Boston Herald

Murder victims’ families launch pilot program to combat PTSD

- By ANTONIO PLANAS

Nichole Bell’s physical symptoms appeared shortly after her brother’s 1995 homicide in Roxbury.

“I started having panic attacks. I didn’t know what was going on. I was at the emergency room every single day because I didn’t know what was wrong with me,” she said. “I couldn’t eat. I couldn’t sleep . ... They kept telling me I needed to see a psychiatri­st and I thought, ‘I’m not crazy.’ ”

Bell, 42, of Dorchester, would eventually learn her little brother’s unsolved slaying on July 21, 1995, had triggered symptoms of post-traumatic stress disorder, commonly known as PTSD, which she still battles to this day. Amin Bell was 18 when he was killed in a drive-by shooting at a housing project in Roxbury.

“I blamed myself for a long time because he was supposed to come live with me in Dorchester,” Bell said. “The night that it happened, he called me. ... I always said if I would have told him to come right then and there, maybe it wouldn’t have happened.”
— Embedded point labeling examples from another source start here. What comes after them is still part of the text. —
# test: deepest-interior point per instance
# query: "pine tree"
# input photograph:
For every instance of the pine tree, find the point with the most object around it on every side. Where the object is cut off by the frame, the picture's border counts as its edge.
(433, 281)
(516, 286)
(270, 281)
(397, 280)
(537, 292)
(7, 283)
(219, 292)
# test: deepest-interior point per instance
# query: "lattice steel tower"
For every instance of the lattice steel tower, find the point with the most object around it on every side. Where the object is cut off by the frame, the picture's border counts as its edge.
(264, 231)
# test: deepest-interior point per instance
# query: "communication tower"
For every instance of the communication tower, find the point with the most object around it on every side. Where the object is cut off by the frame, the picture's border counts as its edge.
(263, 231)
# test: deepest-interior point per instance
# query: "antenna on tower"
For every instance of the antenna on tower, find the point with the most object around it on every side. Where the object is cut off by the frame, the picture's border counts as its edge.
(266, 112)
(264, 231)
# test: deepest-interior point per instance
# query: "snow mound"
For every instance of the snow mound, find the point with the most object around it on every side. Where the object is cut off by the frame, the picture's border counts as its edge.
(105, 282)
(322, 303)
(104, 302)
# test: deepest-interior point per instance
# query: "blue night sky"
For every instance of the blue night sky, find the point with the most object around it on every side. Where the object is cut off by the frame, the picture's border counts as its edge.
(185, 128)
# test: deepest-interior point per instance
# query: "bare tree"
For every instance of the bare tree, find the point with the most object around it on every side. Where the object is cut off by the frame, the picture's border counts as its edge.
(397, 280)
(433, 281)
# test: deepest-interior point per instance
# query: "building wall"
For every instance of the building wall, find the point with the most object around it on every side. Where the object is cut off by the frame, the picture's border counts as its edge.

Mary Franklin, the founder of the Women Survivors of Homicide Movement, said Bell’s story is not uncommon. In fact, Franklin was diagnosed with PTSD last year. That’s why Franklin is hoping to launch a 12week pilot program aimed at helping women in her group who have been diagnosed with PTSD receive spa treatments like acupunctur­e, massages, chiropract­ic care, and aroma and sound therapy.

“It’s the story of thousands of women who live in the city of Boston who look like me and they can’t afford services for PTSD beyond pills and a therapist,” Franklin said yesterday from her Roslindale apartment that doubles as her organizati­on’s headquarte­rs.

Franklin said the stigma of PTSD keeps some women like her and Bell from help.

“What it does is it traps you in whatever is wrong,” she said. “For me, coming out (with PTSD) has given me freedom.”

Franklin’s late husband, Melvin Franklin, was murdered in Dorchester on Oct. 15, 1996. He was 39 and the father of her three children. Her husband’s slaying remains unsolved. Coping with that pain has prompted Franklin’s symptoms, which include fear that she or her children will be harmed, depression, and struggling to deal with strangers who innocently might touch her.

Franklin hopes the proposed pilot helps highlight why homicide survivors could benefit from the same treatments military veterans receive.

“We don’t want to take anything away from veterans because they deserve everything they have and more,” Franklin said. “But we want the same services or services that are similar.”

Franklin said she plans to discuss the proposal at a meeting next month at Boston police headquarte­rs.

BPD Capt. Haseeb Hosein called the trauma survivors of homicide experience a “silent killer” and said police Commission­er William B. Evans and Mayor Martin J. Walsh support the spa pilot.

“They’re committed to trauma response, trauma awareness,” he said. “They’re committed to unsolved homicides.”